Le CDPH va certainement être informé de la décision du gouvernement, si ce n’est déjà fait. Que peut-il faire ? Dans l’immédiat il peut répondre au gouvernement français pour lui rappeler son obligation de respecter ses engagements internationaux, de façon plus ferme.  Avec le comité, le Haut Commissariat aux droits de l'homme des Nations Unies peut intervenir éventuellement, puisque le comité fait partie pour son secrétariat de ce Haut commissariat. Pour l’instant, c’est donc simplement un rappel ferme de la part du comité. Éventuellement, la pression diplomatique pourra s’exercer.

Maintenant, il est vrai que l’on a l’impression que le gouvernement français est dans une attitude radicale, déterminé à  violer le droit international, donc je ne sais pas quel peut être le poids de la pression internationale face à cette détermination honteuse du gouvernement.

En toute hypothèse, le refus par le gouvernement français, s’il est maintenu, d’appliquer les mesures provisoires conduira à la condamnation de la France de ce chef.
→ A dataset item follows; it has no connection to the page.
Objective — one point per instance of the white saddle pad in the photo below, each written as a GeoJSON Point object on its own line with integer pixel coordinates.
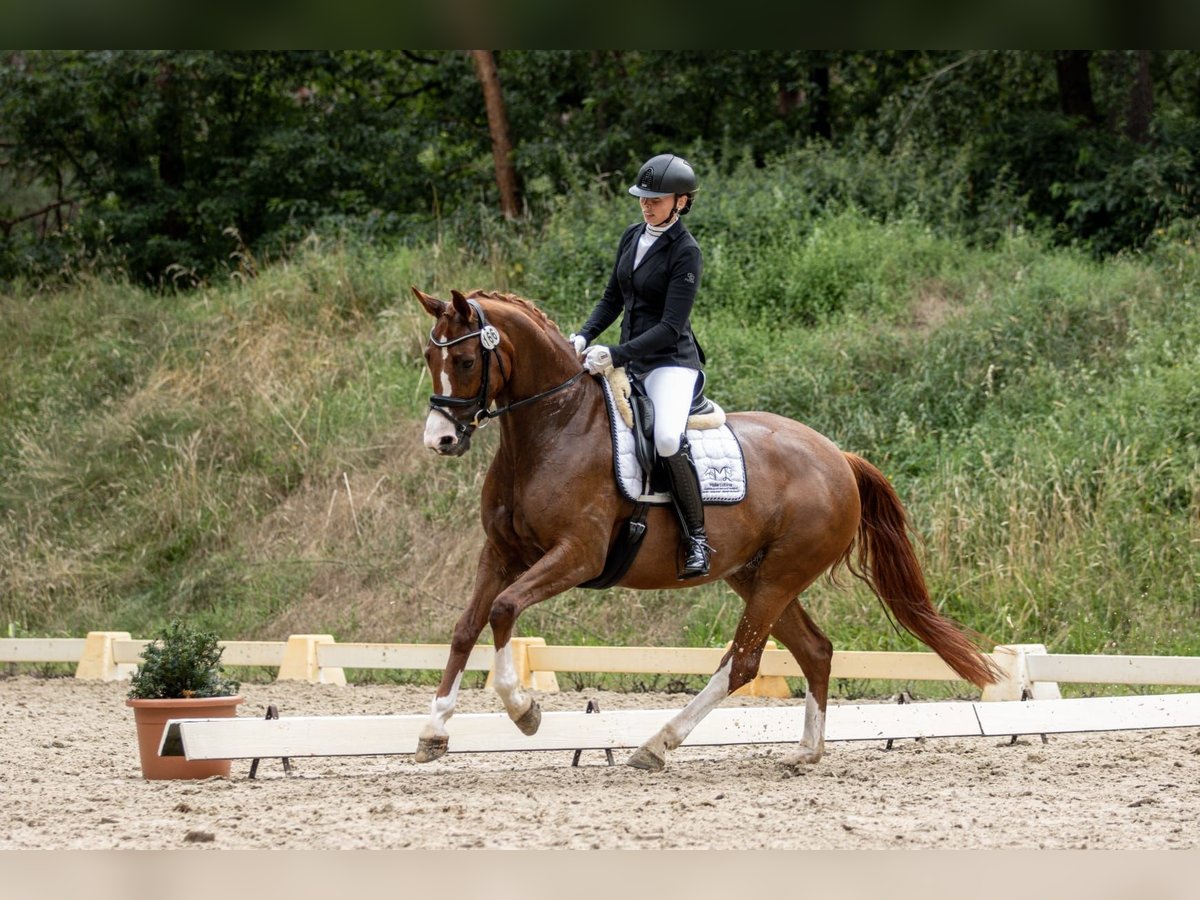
{"type": "Point", "coordinates": [715, 451]}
C'est une chose qui est certaine puisqu'il y a déjà des précédents dans d’autres affaires, notamment par le Comité des droits de l'homme, qui est un comité onusien jumeau du Comité des droits des handicapés, qui fonctionne exactement selon le même principe et qui lui est légèrement supérieur en terme de hiérarchie des normes.
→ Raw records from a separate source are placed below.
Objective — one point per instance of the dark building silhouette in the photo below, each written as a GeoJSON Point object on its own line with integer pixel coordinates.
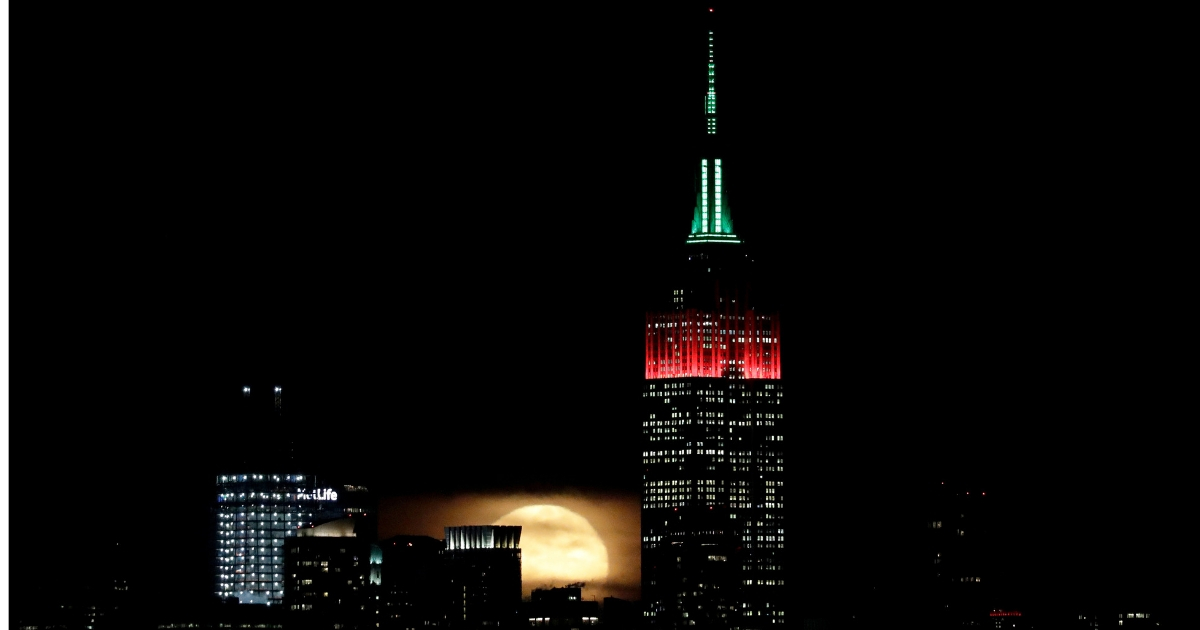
{"type": "Point", "coordinates": [562, 607]}
{"type": "Point", "coordinates": [483, 565]}
{"type": "Point", "coordinates": [333, 577]}
{"type": "Point", "coordinates": [713, 430]}
{"type": "Point", "coordinates": [621, 613]}
{"type": "Point", "coordinates": [414, 582]}
{"type": "Point", "coordinates": [961, 555]}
Je peux vous citer une affaire de 2013 contre la Biélorussie. La Biélorussie avait condamné un homme à mort. Le Comité des droits de l’homme a demandé des mesures provisoires pour que cet homme ne soit pas exécuté. La Biélorussie l’a quand même fait. Eh bien, le comité des droits de l'homme a condamné la Biélorussie à des dommages et intérêts, et à déclaré très clairement dans un considérant de principe : « Le non-respect par les États parties d’une telle demande de ‘mesures provisoires’ constituait une violation de l’obligation qui leur est faite de coopérer de bonne foi au titre du Protocole facultatif se rapportant au Pacte. »

Cela est évidemment applicable à la situation en l’espèce.

En anglais les termes sont encore plus forts : “Drawing the State parties' attention to the fact that non-respect of ‘interim measures’ constitutes a violation by State parties of their obligations to cooperate in good faith under the optional protocol to the Covenant.”

Là, très clairement, c'est une violation manifeste du droit international, et qui sera condamnée, mais qui risque d'être condamnée trop tard et à une date où de toute façon Mme Buzyn ne sera plus en poste. On est dans une affaire politique.